Quarante journées sympathiques

 

Dès l’Évangile du mercredi des Cendres, nous est donnée la charte de notre Carême (Matthieu 6, 1-8 ; 16-18). Prier, partager, jeûner. Avec cela, nous avons l’impression de savoir comment faire pour vivre un bon Carême. Mais ce qui importe le plus, ce n’est pas comment nous allons faire pour habiter ces trois attitudes fondamentales, mais pourquoi nous allons le faire. L’Évangile du mercredi des Cendres y insiste. Si nous sommes invités à centrer notre Carême sur le jeûne, le partage et la prière, c’est pour mieux aimer les autres et c’est pour mieux nous approcher de Dieu à travers le Christ dans la fièvre de l’Esprit Saint (des poussées de fièvre que nous ne devons pas craindre). En somme, une quarantaine sympathique qui nous prépare à vivre la joie pascale, celle du Christ et de son Évangile.

Le Carême est un temps donné que nous ne devons pas avoir peur de prendre sans craindre de le perdre ; un temps donné pour mieux se connaître, pour mieux connaître les autres, pour mieux connaître notre Dieu qui nous aime, pour donner du goût à tout notre temps, à notre histoire personnelle et communautaire.

 

Mieux être

Autrement dit le Carême est une invitation à mieux être, à entrer en nous-même pour y trouver le Dieu qui nous libère, qui nous transforme, qui nous convertit. Le jeûne, le partage, la prière, ne font pas du Carême la saison de l’ascèse, mais plutôt celle du décrassage, de l’épurement, de l’embellissement, de ce qui fait de notre cœur le lieu d’une présence d’amour et de notre vie l’horizon infini où les jours ne cessent d’appeler et d’inventer un amour sans limites.

On peut dire, au fond, que nous avons quarante jours pour nous redécouvrir, pour redécouvrir que notre être biologique, psychologique, émotionnel, est comme l’enveloppe dans laquelle nous sommes appelés à vivre un engendrement spirituel, qui fera de nous un cœur capable d’aimer et de devenir fils et frère.
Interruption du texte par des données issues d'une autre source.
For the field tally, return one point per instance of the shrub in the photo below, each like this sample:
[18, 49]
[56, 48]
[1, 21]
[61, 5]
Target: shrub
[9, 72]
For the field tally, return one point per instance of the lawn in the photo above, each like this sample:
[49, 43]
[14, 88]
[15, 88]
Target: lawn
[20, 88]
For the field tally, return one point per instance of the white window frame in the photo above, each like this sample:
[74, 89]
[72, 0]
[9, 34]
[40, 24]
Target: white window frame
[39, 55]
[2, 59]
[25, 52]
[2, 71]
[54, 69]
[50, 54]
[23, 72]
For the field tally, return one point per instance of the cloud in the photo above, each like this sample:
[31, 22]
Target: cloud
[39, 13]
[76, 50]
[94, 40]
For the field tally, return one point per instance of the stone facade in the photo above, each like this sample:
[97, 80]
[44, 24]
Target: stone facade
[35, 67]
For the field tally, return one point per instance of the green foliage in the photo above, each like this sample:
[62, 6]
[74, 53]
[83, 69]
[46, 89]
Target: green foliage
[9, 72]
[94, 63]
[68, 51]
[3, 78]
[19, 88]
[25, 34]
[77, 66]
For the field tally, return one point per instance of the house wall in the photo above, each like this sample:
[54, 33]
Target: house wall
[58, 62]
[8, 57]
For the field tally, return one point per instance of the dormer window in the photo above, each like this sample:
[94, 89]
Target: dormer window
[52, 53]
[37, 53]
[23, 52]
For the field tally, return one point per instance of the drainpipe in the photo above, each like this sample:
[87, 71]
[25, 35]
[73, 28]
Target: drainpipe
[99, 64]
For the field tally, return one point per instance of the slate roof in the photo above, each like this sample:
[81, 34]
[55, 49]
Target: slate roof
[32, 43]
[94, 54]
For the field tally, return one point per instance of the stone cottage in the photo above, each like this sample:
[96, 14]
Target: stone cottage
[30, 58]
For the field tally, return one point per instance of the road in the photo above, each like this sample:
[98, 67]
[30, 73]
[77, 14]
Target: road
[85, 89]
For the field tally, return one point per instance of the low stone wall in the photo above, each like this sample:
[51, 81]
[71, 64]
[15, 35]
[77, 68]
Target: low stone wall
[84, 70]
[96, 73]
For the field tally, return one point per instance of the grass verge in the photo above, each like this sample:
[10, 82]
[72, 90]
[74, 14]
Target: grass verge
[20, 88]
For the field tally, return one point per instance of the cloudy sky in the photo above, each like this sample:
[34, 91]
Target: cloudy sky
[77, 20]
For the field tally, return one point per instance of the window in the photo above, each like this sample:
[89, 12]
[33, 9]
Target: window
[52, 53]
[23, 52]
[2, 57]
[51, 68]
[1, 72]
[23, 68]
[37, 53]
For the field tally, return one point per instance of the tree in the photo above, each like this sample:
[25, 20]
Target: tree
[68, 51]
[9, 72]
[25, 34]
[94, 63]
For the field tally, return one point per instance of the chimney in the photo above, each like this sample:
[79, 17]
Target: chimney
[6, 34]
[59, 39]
C’est une belle occasion de retrouver notre vrai visage, celui qui est configuré par la présence du Dieu de notre baptême, sans aucune ombre narcissique et sans masque qui cache notre vérité intérieure.

 

Dialogue de salut

Quand vous lirez ces lignes, il ne restera plus quarante jours de Carême à vivre. Nous savons bien que ce chiffre est symbolique du temps favorable qui nous est offert pour nous secouer de notre torpeur ou de notre mal-être. Comme l’écrit le pape François dans son message de Carême 2020 :« Malgré la présence, parfois dramatique, du mal dans nos vies ainsi que dans la vie de l’Église et du monde, cet espace offert pour un changement de cap exprime la volonté tenace de Dieu de ne pas interrompre le dialogue de salut avec nous. » Que nous soyons aujourd’hui dans la crainte d’un mal dont on ne semble pas avoir la maîtrise, que nous soyons dans les lendemains déprimés de nos illusions perdues, ce temps de Carême nous est offert comme une randonnée où on traverse des paysages de prière, de jeûne et de partage, porteurs de la joie de l’Esprit, prière où on laisse monter en soi une Présence, jeûne non pas pour se priver, mais pour chercher à boire plutôt cette eau pure qui fait vivre, partage non pas pour manifester de la grandeur d’âme à l’égard du frère, mais pour lui restituer ce qui lui appartient. Belle montée vers Pâques.